Id sure like to hook up 3 of them to the robot

#9  
@DJ ... if you happen to read this, a question.
I am just getting ready to build my robots head (large robot).
Now that EZB is getting ready to adapt the Kinect I am wondering should I continue with that or not?
Will the Kinect also be used as a camera?
Will it be detecting the QR codes, face tracking, color, etc?
I would hate to go about and build my head and then switch it all to the Kinect.
Hate to bother you with this but just wondering?

Herr
#11  
OMG EZ-B and the Kinect, I can't wait to interface this setup. I belive we should know as much about the Kinect as possible so we robot builders can create wounderful things. My first question was how is the kinect put together, can we take it apart to customize it into our robots body, or are we to have robots with Kinect heads. So the first thing I wanted to know was how to take it apart without destroying it, so I found this great video that shows you the tools needed and the step by step process. Even if you don't plan on taking it apart at least you get to see what makes this thing tic. Enjoy

#12  
Thanks @Tymtravler That is a great find.

Alan
#14  
So, i checked the kinect sdk and other downloadable file. Looks like there are some real cool things that can be done. Im imagining that raw data can be taken from the kinect, but the processing might require some power.
My d810 laptop was barely pulling it



I would imagine that you pass the data to the pc for processing. I might be wrong
#15  
Correct. The Kinect device must be connected to a Windows PC via USB. It cannot actually sit on your robot unless the robot has its own PC on-board. It does require a fair amount of performance from the PC in order to do all the fancy skeletal tracking and stuff.
#16  
My pc will be in the robot. Much like human brain, the ezb will act partially as occipital lobe, and as brainstem. The frontal lobe functions will be on the pc, along with heavy visual calculations


Here, however, is a video contradictory to your statement


#17  
That's pretty cool. Although it does have a PC on board (Atom based). Technically it could be running Linux and not Windows and therefore would use Open Source drivers and code for Kinect.

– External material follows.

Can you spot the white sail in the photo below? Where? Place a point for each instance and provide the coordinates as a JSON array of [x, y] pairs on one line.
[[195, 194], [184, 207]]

It would have been more accurate for me to say that if you wanted to use the official Kinect SDK from Microsoft, then you would need to be running Windows 7 or 8 on a PC that is connected to the Kinect device by USB.
#18  
That design i seen before and is uses linux ROS software,that needs less processing power then windows.
ROS has drivers for LIDAR laser that goes for $1200 and KINECT.
United Kingdom
#19  
@Mike, since ARC requires Windows it should be a given that so will the Kinect additions anyway, although the clarification may aid others.

Is there no way for the Kinect to wirelessly transmit the data to the PC with any kind of add on? Wireless USB hub for instance?

A further downside to the Kinect is the power demand it has, although correct me if I am wrong but isn't the stated power demand including the tilt motor too? Without motor (or requirement for moving it) the power demand is drastically decreased if I recall correctly?
#20  
Thats right. Power is used for the motor, but the wall outlet can be replaced with a battery pack
#21  
Here's a project where someone used batteries to run the Kinect. Even without the motor, the Kinect uses a fair amount of power for the electronics and the laser diodes. There is also a processor on board that cleans up the audio signals and handles echo cancellation. You should budget for about 1A of current at 12V.

Now we're Kinecting with Battery Power!

I haven't heard of anyone using wireless USB though. In theory it should work as long as both the Kinect and the PC think they are talking to normal USB. The challenge is that Kinect streams data at a very high rate. So finding a very fast, reliable wireless adapter for the USB may be problematic.
#22  
@DeMoNN great site info, there is also a youtube with it on a Roomba.
Here is the link.


Germany
#23  
Hmm...it only makes sense if it is wireless.
And a i5 or i7 on a robot is a bit oversized in my opinion.
What's about a singlecore atom board like N270, i tiink it will work with win7 and kinect but can it handle the ez robot softwate too?


Marc
#24  
Well obviously kinect is not useful for a nanobot army, however, if its mounted to an ez-b quadrocopter, it can communicate surroundings or commands tothe other robots. The advanced depth perception is a very neat tool
#25  
Wow so soon we will be able to connect a kinect module to the EZ-B Controller and control it with the ARC software?

The kinect is an amazing senesor, that would open up all sorts of possibilities with software.

When will this be officially supported, youtube tutorial with it too?

Thanks
- Feroze
United Kingdom
#26  
It's being phased in from the looks of it. If it's ready for the next update it'll be 1st June, otherwise it'll be one of the future updates. No date has been given yet and probably wont be, deadlines and dates are not really a part of EZ-Robots... it comes when it comes:)
#27  
What most likely would be the procedure for connecting the kinect to the EZ-B Board? Or would the kinect be connected to the PC?

Could you connect the kinect directly to the EZ-B Controller, and bluetooth the data back to the PC? Or is there a bluetooth kinect module available? So we can write program from the point of view of the robot.
United Kingdom
#28  
If you read the topic it's been mentioned. It would have to connect to the PC, the bluetooth connection would not be good enough. This means that you will need an on board PC or a reliable method of wirelessly transmitting the data (wireless USB hub for instance).